The new bowls season is underway and has been since the third weekend of April.

The sport, which dates back at least to the 13th century, has long been a popular one in Brighton and Hove.

There are bowls clubs at Kingsway in Hove, Hangleton Bowls Club in Knoll Park, in Ditchling Road in Hollingbury, amongst others.

In today’s Timeout, we are looking back at around 80 years of bowls in the city.

Wartime bowls players are pictured here wearing gas masks.

The year was circa 1940.

Bowls is normally played outside, especially when the weather is fine, but it can be played indoors as well.

Also pictured here is Councillor Colin-Jones playing a game of indoor bowls.

Sports minister Neil Macfarlane is also pictured here playing indoor bowls at the Indoor Bowls Club in Crawley in 1983.

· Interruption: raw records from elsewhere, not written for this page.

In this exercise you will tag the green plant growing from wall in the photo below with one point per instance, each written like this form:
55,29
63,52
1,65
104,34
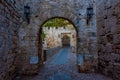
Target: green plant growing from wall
57,22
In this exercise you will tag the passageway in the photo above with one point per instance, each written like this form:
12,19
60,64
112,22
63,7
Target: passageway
62,66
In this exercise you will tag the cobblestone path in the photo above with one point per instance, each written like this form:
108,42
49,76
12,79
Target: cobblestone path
62,66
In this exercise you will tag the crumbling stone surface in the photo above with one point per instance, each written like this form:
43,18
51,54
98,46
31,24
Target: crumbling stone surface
9,24
109,55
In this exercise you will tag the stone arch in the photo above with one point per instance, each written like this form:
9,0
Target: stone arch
40,39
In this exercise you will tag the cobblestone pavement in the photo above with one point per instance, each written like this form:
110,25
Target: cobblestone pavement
64,71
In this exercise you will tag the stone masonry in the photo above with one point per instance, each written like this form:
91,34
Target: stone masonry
43,10
9,24
108,28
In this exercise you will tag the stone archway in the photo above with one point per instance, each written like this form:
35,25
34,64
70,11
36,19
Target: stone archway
40,51
66,40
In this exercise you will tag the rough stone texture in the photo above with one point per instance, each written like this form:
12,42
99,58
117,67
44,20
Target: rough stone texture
9,24
43,10
108,28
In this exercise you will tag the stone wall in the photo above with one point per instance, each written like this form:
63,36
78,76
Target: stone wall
9,24
43,10
108,25
52,51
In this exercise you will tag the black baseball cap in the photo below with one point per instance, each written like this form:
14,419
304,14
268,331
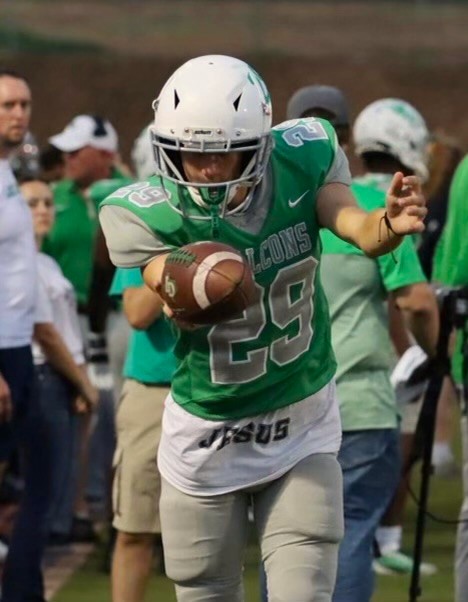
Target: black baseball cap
326,98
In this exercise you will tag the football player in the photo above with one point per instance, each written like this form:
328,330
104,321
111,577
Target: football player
253,410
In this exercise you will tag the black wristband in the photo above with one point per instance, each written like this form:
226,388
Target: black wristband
389,225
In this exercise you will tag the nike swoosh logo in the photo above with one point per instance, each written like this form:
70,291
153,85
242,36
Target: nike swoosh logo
293,203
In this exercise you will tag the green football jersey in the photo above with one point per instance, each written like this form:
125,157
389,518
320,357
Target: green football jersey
279,351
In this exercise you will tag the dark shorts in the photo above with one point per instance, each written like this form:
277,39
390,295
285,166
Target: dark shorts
16,367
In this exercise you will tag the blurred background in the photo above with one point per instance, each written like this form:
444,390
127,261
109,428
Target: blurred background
112,56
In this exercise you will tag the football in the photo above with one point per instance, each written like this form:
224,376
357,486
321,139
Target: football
207,283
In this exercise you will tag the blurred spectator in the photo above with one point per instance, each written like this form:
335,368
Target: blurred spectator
51,164
89,145
356,287
148,371
444,154
451,269
19,423
326,102
24,160
63,387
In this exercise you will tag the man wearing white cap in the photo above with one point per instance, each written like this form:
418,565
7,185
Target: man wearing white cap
89,144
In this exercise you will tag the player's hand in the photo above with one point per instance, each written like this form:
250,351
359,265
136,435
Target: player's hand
182,324
6,408
406,205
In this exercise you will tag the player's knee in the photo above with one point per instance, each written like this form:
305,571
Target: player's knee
131,540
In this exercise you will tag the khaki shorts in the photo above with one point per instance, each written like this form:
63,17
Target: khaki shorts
137,484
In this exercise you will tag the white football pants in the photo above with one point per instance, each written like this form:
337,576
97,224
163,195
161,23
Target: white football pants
299,519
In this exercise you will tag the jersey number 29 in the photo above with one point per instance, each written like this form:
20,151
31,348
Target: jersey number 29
227,337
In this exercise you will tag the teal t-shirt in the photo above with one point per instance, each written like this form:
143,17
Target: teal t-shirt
356,287
150,358
72,238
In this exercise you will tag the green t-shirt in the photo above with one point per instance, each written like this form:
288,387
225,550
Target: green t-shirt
451,256
279,352
356,287
71,240
150,353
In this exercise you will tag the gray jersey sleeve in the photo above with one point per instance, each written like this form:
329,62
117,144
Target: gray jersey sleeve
130,241
339,171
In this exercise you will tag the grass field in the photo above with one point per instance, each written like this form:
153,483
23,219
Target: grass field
91,585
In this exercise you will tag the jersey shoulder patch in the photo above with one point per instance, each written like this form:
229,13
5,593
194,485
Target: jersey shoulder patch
141,194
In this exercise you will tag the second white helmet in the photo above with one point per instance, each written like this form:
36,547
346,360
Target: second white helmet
394,127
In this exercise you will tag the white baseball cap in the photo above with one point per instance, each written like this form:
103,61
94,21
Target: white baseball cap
86,130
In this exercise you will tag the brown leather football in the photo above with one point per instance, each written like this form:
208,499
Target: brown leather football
207,283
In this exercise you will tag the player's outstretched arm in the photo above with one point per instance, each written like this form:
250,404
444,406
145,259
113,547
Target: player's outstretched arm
380,231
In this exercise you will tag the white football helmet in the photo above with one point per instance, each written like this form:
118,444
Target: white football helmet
394,127
143,156
213,104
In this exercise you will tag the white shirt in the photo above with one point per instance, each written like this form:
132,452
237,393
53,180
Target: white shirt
204,457
18,264
56,304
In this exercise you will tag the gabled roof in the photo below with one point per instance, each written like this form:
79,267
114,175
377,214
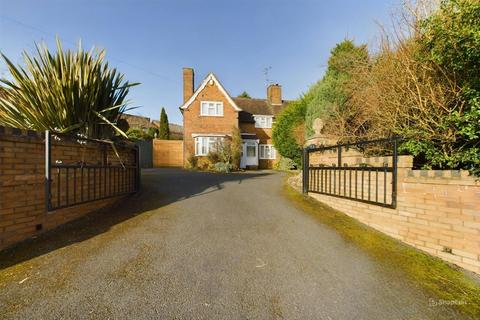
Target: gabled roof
251,107
208,78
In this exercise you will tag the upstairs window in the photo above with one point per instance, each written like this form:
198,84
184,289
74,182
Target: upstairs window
267,151
263,122
211,108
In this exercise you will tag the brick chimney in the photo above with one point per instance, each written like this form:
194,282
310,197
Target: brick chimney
274,94
188,83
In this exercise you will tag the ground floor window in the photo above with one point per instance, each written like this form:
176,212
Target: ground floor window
251,150
204,145
267,151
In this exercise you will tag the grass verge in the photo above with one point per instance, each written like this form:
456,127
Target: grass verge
438,278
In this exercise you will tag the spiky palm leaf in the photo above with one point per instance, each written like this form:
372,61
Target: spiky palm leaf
67,91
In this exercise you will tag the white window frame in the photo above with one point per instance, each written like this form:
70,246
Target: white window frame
262,152
203,144
217,105
262,121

Mr Macfarlane was a Conservative politician and he was elected MP for Sutton and Cheam in 1974.

He held the ministerial post for environment and sport from 1981 to 1985.

The former mayor of Hove, Councillor Norman Freedman, is pictured here playing bowls at Hove Bowling Club.

He was the second Jewish mayor of Hove from 1969 to 1970.

Before this, he was president of Brighton and Hove Chamber of Commerce from 1968 to 1969.

The Hove Lawns Bowling Club, also known as the Hove and Kingsway Bowling Club, is photographed here when it flooded in 1990, with a man posing on the submerged bowling green.